CEL Expression Validation#

Overview#

The Data Intelligence SDK supports CEL (Common Expression Language) for defining custom validation rules. CEL is a non-Turing complete expression language developed by Google that provides a safe, fast way to evaluate expressions without the security risks of arbitrary code execution.

CEL expressions allow you to:

  • Define complex validation logic without writing Python code

  • Reference multiple columns in a single validation rule

  • Use conditional logic (ternary operators) for context-dependent validation

  • Perform string operations, arithmetic, and logical comparisons

  • Validate data against business rules that span multiple fields

Warning

Column Names are CASE-SENSITIVE

CEL expressions use exact string matching for column names. birth_date and Birth_date are different columns. firstName and First_Name are different columns. Always use the exact column name as defined in your metadata.

Examples:

  • ✅ Correct: birth_date != null (matches metadata column birth_date)

  • ❌ Wrong: Birth_date != null (case mismatch)

  • ❌ Wrong: BIRTH_DATE != null (case mismatch)

  • ❌ Wrong: birthDate != null (different name)

Installation#

CEL support requires the cel-python package:

pip install cel-python>=0.5.0

Or install the full SDK which includes CEL support:

pip install data-intelligence-sdk

Complete Examples#

For complete working examples, see:

  • examples/cel_usage.py - CEL expressions with batch validation

  • examples/cel_pandas_dataframe_usage.py - CEL expressions with Pandas DataFrames

  • examples/table_cel_usage.py - Table-level CEL expressions for cross-column validation

CEL Validation Types#

The SDK supports two types of CEL validation:

Column-Level CEL (CELCheck)

Validates individual column values. Has access to the value variable representing the current column being validated.

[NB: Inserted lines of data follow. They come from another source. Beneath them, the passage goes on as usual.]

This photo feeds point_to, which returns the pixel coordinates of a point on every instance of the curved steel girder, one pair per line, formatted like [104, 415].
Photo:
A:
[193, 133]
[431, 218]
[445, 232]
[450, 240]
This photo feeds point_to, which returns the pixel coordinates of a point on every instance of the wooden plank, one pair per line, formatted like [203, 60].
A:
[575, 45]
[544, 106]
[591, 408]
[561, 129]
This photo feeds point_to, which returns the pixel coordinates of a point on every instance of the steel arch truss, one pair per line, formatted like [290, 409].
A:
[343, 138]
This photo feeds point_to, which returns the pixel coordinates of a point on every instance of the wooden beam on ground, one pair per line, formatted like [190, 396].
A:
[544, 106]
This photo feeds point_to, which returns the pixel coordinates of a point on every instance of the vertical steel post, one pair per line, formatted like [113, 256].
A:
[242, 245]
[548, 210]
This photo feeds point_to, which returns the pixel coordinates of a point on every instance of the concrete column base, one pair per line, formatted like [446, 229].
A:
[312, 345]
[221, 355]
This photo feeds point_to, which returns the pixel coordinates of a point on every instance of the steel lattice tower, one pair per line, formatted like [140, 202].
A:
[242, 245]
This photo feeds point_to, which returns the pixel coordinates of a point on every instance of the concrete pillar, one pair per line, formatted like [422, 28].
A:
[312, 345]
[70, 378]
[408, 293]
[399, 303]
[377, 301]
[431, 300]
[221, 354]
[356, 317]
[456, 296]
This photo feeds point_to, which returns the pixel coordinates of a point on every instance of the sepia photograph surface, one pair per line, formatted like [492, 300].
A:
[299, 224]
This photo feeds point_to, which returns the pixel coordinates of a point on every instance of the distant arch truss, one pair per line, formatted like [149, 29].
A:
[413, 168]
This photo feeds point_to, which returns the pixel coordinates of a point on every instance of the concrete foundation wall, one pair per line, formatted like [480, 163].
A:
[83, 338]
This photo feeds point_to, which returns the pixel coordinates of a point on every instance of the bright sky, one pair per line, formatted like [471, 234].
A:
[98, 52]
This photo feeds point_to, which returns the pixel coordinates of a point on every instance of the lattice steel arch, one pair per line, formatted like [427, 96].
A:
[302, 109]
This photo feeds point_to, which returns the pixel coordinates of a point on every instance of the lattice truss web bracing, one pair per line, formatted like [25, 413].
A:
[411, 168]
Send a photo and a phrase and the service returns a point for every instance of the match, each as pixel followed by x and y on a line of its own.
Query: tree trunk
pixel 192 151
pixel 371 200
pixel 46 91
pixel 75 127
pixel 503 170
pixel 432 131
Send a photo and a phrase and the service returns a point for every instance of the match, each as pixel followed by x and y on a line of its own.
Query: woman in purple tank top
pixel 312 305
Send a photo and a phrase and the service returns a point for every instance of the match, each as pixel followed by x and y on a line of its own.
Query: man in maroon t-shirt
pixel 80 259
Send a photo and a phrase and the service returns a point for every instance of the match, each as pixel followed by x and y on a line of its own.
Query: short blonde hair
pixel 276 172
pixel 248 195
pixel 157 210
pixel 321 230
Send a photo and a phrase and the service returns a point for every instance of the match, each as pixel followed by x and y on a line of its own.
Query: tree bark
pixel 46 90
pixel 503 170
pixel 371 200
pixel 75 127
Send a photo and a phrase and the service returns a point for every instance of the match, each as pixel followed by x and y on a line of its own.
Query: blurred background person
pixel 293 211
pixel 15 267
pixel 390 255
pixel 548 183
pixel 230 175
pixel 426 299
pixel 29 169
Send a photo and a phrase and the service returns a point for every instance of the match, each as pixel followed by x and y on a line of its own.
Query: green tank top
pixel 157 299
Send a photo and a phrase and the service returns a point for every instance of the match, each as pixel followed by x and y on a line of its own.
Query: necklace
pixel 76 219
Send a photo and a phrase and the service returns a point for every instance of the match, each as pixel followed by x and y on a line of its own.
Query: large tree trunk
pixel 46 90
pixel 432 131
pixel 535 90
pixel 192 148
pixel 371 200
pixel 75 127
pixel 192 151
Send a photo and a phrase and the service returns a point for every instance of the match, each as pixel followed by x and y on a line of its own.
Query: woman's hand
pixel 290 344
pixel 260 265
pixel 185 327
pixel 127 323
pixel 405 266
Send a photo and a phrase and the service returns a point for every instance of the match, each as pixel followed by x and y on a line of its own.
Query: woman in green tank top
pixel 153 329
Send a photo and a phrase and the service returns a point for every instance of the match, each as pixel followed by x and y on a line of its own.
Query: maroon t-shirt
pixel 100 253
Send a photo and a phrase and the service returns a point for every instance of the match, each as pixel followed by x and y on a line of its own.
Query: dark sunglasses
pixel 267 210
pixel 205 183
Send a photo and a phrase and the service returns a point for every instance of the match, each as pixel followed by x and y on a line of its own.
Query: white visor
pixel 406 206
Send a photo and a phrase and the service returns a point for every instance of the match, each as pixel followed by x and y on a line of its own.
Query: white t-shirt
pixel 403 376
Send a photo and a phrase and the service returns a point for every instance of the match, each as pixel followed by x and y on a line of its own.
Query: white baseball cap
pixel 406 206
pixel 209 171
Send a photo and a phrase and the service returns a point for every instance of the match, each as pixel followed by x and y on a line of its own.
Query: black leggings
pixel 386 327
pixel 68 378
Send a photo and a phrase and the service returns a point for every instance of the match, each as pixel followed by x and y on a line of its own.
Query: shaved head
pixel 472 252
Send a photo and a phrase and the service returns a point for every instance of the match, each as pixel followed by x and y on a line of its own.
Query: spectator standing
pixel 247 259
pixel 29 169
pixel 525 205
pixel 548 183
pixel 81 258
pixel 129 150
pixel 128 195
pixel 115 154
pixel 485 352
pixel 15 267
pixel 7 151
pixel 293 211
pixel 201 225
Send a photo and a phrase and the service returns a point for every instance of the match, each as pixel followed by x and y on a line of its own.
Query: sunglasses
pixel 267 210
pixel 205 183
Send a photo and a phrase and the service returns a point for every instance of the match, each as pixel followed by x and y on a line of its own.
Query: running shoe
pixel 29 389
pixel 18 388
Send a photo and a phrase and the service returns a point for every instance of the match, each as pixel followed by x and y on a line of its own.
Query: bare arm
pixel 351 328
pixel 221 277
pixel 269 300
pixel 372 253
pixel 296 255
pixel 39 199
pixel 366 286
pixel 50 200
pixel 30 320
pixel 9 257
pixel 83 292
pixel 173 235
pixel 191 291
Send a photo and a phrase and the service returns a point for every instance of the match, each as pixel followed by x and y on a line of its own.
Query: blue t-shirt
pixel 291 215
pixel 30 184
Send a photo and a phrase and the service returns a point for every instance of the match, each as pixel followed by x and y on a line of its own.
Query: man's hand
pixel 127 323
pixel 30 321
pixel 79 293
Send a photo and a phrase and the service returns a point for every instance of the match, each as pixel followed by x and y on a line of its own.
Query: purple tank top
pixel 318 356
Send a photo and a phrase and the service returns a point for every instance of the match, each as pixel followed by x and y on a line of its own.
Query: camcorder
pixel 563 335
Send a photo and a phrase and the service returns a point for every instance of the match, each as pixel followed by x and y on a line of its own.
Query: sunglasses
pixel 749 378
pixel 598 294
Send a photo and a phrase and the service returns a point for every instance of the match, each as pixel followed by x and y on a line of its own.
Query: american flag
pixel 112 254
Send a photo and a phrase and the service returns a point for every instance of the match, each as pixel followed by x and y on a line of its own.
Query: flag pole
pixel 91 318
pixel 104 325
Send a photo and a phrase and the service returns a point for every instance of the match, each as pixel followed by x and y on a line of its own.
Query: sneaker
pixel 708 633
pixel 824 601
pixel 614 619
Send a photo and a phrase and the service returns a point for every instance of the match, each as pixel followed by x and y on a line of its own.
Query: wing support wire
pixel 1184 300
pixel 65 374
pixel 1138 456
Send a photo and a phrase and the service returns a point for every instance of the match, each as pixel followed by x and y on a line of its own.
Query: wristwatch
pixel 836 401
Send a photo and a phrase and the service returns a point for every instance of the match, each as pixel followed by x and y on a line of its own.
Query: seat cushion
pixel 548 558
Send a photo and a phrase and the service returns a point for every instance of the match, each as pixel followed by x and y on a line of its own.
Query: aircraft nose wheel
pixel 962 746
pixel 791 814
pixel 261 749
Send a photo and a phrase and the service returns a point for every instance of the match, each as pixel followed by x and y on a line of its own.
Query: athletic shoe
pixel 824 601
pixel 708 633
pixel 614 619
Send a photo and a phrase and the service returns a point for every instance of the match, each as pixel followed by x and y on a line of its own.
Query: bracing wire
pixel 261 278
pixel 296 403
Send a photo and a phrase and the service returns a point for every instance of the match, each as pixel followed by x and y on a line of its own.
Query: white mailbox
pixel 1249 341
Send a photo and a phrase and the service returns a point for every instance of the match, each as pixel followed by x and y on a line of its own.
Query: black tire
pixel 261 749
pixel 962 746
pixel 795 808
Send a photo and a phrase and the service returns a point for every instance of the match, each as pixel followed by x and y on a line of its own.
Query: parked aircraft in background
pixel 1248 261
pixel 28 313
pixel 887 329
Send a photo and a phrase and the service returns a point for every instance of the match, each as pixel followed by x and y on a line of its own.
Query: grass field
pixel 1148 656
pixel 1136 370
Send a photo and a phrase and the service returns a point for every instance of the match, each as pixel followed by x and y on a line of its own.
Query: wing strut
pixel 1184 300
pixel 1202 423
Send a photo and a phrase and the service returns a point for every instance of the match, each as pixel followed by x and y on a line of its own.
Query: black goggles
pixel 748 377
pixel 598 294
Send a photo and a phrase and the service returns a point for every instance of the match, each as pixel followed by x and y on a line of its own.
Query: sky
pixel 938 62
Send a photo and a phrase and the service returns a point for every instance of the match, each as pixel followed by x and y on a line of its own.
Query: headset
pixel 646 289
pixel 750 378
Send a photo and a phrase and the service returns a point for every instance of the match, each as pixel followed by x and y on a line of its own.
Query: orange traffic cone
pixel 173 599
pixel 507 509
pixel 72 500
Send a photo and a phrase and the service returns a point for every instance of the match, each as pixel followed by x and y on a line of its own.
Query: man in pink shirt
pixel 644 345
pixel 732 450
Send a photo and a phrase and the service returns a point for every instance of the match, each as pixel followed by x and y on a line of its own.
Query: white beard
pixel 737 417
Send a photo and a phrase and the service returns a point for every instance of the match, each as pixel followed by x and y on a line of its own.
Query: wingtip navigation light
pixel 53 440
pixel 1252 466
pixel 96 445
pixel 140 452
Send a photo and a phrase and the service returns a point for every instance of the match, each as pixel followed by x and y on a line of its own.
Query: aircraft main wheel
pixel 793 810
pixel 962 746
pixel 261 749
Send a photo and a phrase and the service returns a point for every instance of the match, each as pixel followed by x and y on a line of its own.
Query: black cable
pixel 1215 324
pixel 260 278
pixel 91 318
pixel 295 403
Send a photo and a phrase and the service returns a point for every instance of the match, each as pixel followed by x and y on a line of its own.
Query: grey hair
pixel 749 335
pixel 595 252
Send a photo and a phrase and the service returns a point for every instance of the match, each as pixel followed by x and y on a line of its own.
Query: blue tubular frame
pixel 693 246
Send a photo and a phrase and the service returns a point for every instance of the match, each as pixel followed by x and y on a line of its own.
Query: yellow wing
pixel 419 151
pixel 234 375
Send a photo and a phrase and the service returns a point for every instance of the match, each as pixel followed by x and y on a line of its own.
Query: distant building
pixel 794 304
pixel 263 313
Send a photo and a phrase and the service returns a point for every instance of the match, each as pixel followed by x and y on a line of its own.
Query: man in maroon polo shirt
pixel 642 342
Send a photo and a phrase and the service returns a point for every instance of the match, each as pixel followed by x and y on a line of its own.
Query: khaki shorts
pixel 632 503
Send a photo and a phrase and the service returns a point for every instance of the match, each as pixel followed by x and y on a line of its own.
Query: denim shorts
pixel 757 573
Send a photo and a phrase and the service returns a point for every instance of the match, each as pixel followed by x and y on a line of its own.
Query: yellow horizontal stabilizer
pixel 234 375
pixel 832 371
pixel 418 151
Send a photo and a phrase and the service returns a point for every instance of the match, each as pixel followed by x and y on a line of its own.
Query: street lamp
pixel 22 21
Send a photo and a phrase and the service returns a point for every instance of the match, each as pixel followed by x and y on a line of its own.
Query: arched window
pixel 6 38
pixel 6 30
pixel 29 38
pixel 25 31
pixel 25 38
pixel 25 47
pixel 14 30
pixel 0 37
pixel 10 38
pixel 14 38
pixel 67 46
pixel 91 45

Use for: Single-column validation, value range checks, format validation.

Table-Level CEL (TableCELCheck)

Validates entire records for cross-column business logic. Does NOT have a value variable since it validates the whole record.

Use for: Cross-column validation, multi-field business rules, date consistency checks.

from wxdi.dq_validator import (
    Validator, ValidationRule, TableValidationRule,
    CELCheck, TableCELCheck
)

validator = Validator(metadata)

# Column-level: Validates 'salary' column
validator.add_rule(
    ValidationRule('salary')
        .add_check(CELCheck('value > 0'))
)

# Table-level: Validates entire record
validator.add_table_rule(
    TableValidationRule('salary_check')
        .add_check(TableCELCheck('salary > min_salary && age >= 18'))
)

Basic Usage#

Simple Value Validation#

The most basic CEL expression validates a single value:

from wxdi.dq_validator import Validator, ValidationRule, CELCheck

# Create validator
validator = Validator(metadata)

# Add CEL check for positive values
validator.add_rule(
    ValidationRule('salary')
        .add_check(CELCheck(
            expression='value > 0',
            error_message='Salary must be positive'
        ))
)

Multi-Column Validation#

CEL expressions can reference other columns in the same record directly by column name:

# Salary must exceed minimum salary (SIMPLE SYNTAX - RECOMMENDED)
validator.add_rule(
    ValidationRule('salary')
        .add_check(CELCheck(
            expression='value > min_salary',
            error_message='Salary below minimum threshold'
        ))
)

# Alternative: Explicit syntax with 'record.' prefix (also supported)
validator.add_rule(
    ValidationRule('salary')
        .add_check(CELCheck(
            expression='value > record.min_salary',
            error_message='Salary below minimum threshold'
        ))
)

Note

Both syntaxes work identically! The simple syntax (min_salary) is recommended for better readability, especially for clients who may not be familiar with CEL. The explicit syntax (record.min_salary) is still supported for advanced users who prefer namespace clarity.

Available Variables#

CEL expressions have access to the following variables:

Variable

Description

value

The current column value being validated

column_name (any)

Direct column access: Reference any column by name (e.g., min_salary, age, department)

record

Dictionary-like object for explicit access (e.g., record.min_salary) - optional, use for clarity

column_name

Name of the column being validated (string)

record_index

Position of the record in the batch (integer, 0-based)

Syntax Options:

You can reference other columns in two ways:

  1. Simple Syntax (Recommended): min_salary, age, department

    • More intuitive for clients

    • Cleaner, easier to read

    • No namespace prefix needed

  2. Explicit Syntax (Optional): record.min_salary, record.age, record.department

    • Provides namespace clarity

    • Useful when you want to be explicit

    • Required for columns with reserved names (see below)

Warning

Reserved Column Names: If your data has columns named value, column_name, record_index, or record, you must use the explicit syntax (record.value) to access them. The simple syntax won’t work for these reserved names to avoid conflicts with CEL’s built-in variables.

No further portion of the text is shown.